Page 2 of 2
Re: KICK C and the 65C02 CPU - A double linked list without pointers.
Posted: Wed May 31, 2023 5:00 pm
by StephenHorn
The vast majority of the code is the various list add, remove, allocate, and free functions. It semi-helpfully shows the start point of each procedure with a ".proc" label. At the bottom is a main() function that does exactly what was in my example use case. This is literally what cc65 generated on Godbolt.org, minus a few lines of non-relevant boilerplate assembly.
Re: KICK C and the 65C02 CPU - A double linked list without pointers.
Posted: Wed May 31, 2023 6:08 pm
by StephenHorn
But let's see how a human can do better.
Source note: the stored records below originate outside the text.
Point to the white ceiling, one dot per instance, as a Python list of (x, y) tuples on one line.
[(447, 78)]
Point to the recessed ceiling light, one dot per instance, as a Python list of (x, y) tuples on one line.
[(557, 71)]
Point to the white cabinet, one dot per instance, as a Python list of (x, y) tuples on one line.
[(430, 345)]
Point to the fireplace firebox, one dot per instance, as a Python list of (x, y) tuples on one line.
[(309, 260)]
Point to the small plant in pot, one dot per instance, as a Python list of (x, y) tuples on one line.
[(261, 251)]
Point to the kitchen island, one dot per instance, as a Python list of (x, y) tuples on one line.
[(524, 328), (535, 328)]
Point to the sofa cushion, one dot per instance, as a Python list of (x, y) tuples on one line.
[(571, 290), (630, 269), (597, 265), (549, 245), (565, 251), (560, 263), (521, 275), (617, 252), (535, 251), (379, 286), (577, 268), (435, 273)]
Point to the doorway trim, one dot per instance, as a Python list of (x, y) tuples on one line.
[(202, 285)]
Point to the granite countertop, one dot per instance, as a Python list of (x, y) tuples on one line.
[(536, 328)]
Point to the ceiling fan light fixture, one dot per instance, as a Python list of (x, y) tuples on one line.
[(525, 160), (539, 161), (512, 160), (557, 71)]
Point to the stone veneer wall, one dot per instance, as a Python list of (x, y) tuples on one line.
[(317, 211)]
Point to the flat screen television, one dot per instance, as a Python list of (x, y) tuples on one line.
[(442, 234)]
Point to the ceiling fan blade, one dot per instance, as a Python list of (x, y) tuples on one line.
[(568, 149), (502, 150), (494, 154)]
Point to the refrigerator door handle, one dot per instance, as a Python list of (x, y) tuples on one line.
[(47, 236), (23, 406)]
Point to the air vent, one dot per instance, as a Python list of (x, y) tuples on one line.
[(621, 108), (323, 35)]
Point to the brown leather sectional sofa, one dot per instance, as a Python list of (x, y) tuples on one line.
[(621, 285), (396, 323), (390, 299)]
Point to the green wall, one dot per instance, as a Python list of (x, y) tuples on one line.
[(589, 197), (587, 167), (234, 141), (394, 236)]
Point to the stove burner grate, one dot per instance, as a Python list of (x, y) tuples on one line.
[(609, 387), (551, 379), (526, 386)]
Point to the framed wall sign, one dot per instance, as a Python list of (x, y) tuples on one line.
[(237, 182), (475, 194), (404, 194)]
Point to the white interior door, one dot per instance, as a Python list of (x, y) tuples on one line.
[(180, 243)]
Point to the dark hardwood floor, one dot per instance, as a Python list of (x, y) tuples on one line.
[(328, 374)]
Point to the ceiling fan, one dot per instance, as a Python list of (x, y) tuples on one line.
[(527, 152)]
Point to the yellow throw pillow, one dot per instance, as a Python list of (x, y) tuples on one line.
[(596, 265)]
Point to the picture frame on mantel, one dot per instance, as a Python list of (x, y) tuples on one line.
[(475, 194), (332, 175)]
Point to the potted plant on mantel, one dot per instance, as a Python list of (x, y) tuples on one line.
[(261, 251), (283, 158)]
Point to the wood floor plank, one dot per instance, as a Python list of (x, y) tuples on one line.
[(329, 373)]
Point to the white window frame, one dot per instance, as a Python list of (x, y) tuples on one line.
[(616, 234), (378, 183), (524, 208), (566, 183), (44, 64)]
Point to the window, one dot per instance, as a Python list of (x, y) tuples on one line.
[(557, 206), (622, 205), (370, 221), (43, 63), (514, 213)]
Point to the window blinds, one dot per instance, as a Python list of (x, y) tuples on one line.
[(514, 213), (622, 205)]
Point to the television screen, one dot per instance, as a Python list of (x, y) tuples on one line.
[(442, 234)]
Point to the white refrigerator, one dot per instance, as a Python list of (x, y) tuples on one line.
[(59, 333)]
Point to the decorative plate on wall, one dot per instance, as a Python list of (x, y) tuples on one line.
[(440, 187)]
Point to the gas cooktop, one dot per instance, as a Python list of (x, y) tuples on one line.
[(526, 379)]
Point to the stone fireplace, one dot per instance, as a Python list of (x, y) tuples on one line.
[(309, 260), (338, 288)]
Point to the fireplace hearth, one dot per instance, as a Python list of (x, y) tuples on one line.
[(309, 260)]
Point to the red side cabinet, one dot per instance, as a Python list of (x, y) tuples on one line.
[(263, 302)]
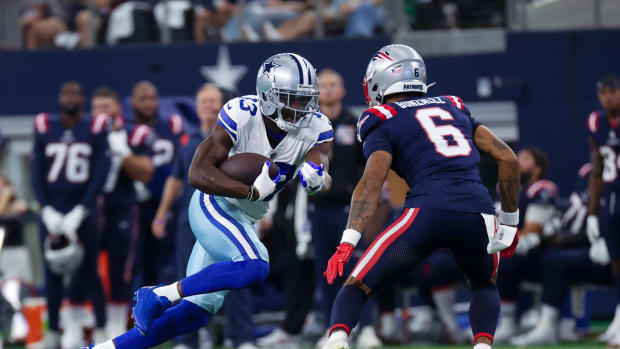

For "list_remove_avail_foo", the function to remove an index from the list started at avail_head for some linked list of indices named "foo", cc65 generated this:
Code: Select all
.proc _list_remove_avail_foo: near
jsr pusha
ldy #$00
ldx #$00
lda (sp),y
bpl L0003
dex
L0003: jsr pushax
ldx #$00
lda _avail_head_foo
bpl L0004
dex
L0004: jsr toseqax
jeq L0002
lda #<(_next_foo)
ldx #>(_next_foo)
ldy #$00
clc
adc (sp),y
bcc L0007
inx
L0007: ldy #$00
jsr ldaidx
jsr pushax
ldx #$00
lda _avail_head_foo
bpl L0008
dex
L0008: jsr toseqax
jeq L0005
ldx #$FF
lda #$FF
sta _avail_head_foo
jmp L0002
L0005: lda #<(_next_foo)
ldx #>(_next_foo)
ldy #$00
clc
adc (sp),y
bcc L000B
inx
L000B: ldy #$00
jsr ldaidx
sta _avail_head_foo
L0002: lda #<(_next_foo)
ldx #>(_next_foo)
ldy #$00
clc
adc (sp),y
bcc L000D
inx
L000D: ldy #$00
jsr ldaidx
clc
adc #<(_prev_foo)
tay
txa
adc #>(_prev_foo)
tax
tya
jsr pushax
lda #<(_prev_foo)
ldx #>(_prev_foo)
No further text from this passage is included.